Currently, my research efforts and contributions are concentrated in two main areas:
(a) estimation and control of stochastic systems with non-Gaussian noises, and (b) low cost control and estimation systems for remotely piloted vehicles. Specifically, I work on robust, adaptive and nonlinear control of aerospace systems, for example, control of highly flexible and over-actuated aircraft, control of a team of multi rotors for slung load transportation, terrain following and more.

My main field of research is Optimal Control Theory essentially from the Calculus of Variations point of view, following the path of my teacher H. J. Kelley. Thus gradient methods, adjoint analysis, singular perturbations, singular control, etc. are all topics in my research works. Modern direct optimization tools are also employed for this purpose in mine and my students’ work, such as collocation and pseudo-spectral methods.

The applications of the theory to real aerospace problems have been at the center of my attention. It includes some major problems in atmospheric flight (e.g. minimum time to fly between points; minimum time to climb)), in rocket performance (Goddard problem, maximal rocket range), in missile guidance (Proportional Navigation, Linear Quadratic Pursuit-Evasion games) and more.

The main threats of the country are ballistic missiles (especially with nuclear warheads) and rockets. The challenges are to provide nearly hermetic defense against the former and cost effective defense against the later. Most of my graduate students come from the aerospace industry (Rafael, Elbit, IMI and IAI) and are involved in this national effort. We direct our research work toward solving problems arising in their industrial activities. Some of our research results have been incorporated in new missile defense systems.

Information Fusion, Optimal Estimation and Control, applications to Aerospace Systems.

Particular interests: Guidance, Navigation and Control (GN&C) systems; interdisciplinary aerospace systems: structural estimation and control, health monitoring/Fault Detection and Isolation (FDI) systems; Flow Control.

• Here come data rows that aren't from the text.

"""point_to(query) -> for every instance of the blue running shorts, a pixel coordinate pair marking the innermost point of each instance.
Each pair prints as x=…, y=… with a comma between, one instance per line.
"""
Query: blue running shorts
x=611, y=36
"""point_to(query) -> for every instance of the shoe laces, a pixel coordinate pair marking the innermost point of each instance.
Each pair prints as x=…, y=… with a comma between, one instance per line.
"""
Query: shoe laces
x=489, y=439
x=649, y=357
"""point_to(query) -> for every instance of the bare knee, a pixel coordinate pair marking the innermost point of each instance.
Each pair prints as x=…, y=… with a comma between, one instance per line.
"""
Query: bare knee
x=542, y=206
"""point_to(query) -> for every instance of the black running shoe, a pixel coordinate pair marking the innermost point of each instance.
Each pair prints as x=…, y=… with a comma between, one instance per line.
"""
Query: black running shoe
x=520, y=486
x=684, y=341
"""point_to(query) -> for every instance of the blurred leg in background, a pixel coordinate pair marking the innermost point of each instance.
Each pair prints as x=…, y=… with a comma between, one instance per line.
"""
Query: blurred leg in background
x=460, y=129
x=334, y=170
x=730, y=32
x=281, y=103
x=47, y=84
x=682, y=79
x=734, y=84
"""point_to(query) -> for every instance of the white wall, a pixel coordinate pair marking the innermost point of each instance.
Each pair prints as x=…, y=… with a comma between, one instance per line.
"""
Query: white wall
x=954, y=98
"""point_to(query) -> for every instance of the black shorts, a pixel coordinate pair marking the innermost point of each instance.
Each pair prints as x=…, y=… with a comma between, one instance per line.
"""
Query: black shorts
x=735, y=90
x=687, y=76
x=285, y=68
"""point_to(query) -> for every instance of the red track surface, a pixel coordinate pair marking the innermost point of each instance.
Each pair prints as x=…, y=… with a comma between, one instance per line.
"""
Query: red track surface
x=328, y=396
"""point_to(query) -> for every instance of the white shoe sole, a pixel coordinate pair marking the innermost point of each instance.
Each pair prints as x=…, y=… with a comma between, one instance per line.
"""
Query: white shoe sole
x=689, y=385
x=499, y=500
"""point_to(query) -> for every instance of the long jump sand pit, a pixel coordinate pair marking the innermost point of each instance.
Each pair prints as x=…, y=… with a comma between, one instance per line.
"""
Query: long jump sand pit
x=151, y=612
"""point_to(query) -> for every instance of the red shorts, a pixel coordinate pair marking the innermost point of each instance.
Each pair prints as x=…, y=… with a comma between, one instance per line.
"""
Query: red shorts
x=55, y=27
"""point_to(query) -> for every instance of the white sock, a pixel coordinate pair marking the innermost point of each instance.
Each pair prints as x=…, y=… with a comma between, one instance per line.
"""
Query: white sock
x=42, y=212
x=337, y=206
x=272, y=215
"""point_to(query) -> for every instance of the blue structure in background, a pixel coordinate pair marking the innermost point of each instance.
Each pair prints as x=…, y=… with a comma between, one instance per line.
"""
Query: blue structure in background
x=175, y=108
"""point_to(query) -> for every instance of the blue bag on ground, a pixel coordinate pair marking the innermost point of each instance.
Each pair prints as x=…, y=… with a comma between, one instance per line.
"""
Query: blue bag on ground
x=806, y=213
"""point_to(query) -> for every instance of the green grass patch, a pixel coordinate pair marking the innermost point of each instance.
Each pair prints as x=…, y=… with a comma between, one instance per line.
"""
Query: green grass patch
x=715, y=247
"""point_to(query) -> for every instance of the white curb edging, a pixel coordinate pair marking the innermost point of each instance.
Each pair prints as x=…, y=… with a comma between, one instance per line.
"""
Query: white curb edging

My current research includes three main directions: (1) Autonomous vehicles operating in urban environments: applying existing algorithms and developing new ones to solve currently open problems of autonomous driving. (2) Human motor learning theoretical and experimental investigation from control engineering perspective: the goal is verifying and extending a number of novel hypotheses related to human motor equivalence (also known as Bernstein’s Degrees-of-Freedom problem). This research includes modeling of various challenging sports and activities, tracking and analyzing human movements while performing these activities, and developing mathematical tools to gain a thorough insight into the skill acquisition process, sports technique and performance, and interaction between the body and environment. (3) Human-Machine Interaction: training motor and perception skills in Virtual Reality simulators and by the means of Augmented Reality aids. The novelty is in the computation of visual cues displayed to trainees: the cues are extracted from an autonomous system acting beside the trainee in real time and trying to achieve the same task. Thus, the focus is on designing control systems with human-in-the-loop, and investigating perception-action coupling.